In other words, subject to certain exceptions, such as employee profit-sharing plans, Section 104a renders unlawful certain agreements to which a casino may be a party. Section 104b, on the other hand, addresses the obligation of the casino to maintain agreements affecting its business operations, and gives the Commission, in its discretion, the right to review those agreements. Simply put, Section 104a prohibits a casino from entering into certain types of agreements, while Section 104b requires the casino to maintain agreements to which it is a party.
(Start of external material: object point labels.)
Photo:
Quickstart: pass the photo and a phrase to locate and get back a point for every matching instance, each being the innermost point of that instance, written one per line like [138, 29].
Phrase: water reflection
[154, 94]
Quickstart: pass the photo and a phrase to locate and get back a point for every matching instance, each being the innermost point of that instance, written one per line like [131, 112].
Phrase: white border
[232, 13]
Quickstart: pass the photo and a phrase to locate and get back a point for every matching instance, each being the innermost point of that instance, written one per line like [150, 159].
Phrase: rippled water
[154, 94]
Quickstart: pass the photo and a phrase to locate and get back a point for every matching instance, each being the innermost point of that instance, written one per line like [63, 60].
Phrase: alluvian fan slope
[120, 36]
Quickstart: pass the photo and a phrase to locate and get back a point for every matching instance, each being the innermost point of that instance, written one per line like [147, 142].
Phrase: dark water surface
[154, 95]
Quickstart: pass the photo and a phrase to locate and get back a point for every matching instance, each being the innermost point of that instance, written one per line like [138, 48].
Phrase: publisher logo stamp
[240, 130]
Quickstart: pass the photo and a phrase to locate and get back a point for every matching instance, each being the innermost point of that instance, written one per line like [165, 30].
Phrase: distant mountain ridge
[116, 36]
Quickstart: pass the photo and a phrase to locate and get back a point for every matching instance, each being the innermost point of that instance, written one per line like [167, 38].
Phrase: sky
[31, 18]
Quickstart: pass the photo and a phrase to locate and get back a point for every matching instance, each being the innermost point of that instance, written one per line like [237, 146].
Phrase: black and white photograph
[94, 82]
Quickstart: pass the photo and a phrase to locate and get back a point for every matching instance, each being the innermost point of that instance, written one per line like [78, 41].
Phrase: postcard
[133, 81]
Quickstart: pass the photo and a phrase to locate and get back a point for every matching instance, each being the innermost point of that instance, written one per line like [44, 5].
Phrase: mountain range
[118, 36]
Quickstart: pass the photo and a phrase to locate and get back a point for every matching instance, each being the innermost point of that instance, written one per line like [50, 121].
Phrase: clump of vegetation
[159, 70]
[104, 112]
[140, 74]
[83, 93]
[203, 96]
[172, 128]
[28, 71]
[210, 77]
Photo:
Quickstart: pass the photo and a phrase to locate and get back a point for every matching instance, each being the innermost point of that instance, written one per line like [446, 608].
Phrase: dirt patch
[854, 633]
DiBartolomeo points out that since employee agreements are not specifically mentioned in Section 104b, they should be excepted from its coverage. However, statutory exceptions "are not to be implied." New Mea Construction Corp. v. Harper, 203 N.J. Super. 486, 502 (App. Div. 1985) (citations omitted). Here, consistent with the legislative intent underlying the Act, there was no need to specifically identify employment agreements in Section 104b, since these agreements are embodied in the statutory reference to agreements "regarding . . . the business of a . . . casino." That Section 104b does not specifically reference employment agreements, does not limit the Commission's authority to perform its functions under the Act. See N.J.S.A. 5:12-64; N.J.S.A. 5:12-75.


The Commission has always interpreted Section 104b broadly. Although DiBartolomeo argues in his brief that the Commission has not reviewed employment contracts in the past, he has submitted no authority to support his position. We give deference to the agency's construction of the statute, especially where, as in this case, such construction is consistent with the legislative intent. See Malone v. Fender, 80 N.J. 129, 137 (1979) (citations omitted). The language of Section 104b provides for review of all agreements that pertain to the business of a casino licensee. The Commission properly exercised its authority to review the severance agreement.


III.


We next turn to DiBartolomeo's alternative arguments. DiBartolomeo argues that even if the Commission has the authority to void employment agreements, its decision was not supported by the record before it. Given the deference accorded an administrative agency's findings of fact, DiBartolomeo's argument with respect to this issue fails.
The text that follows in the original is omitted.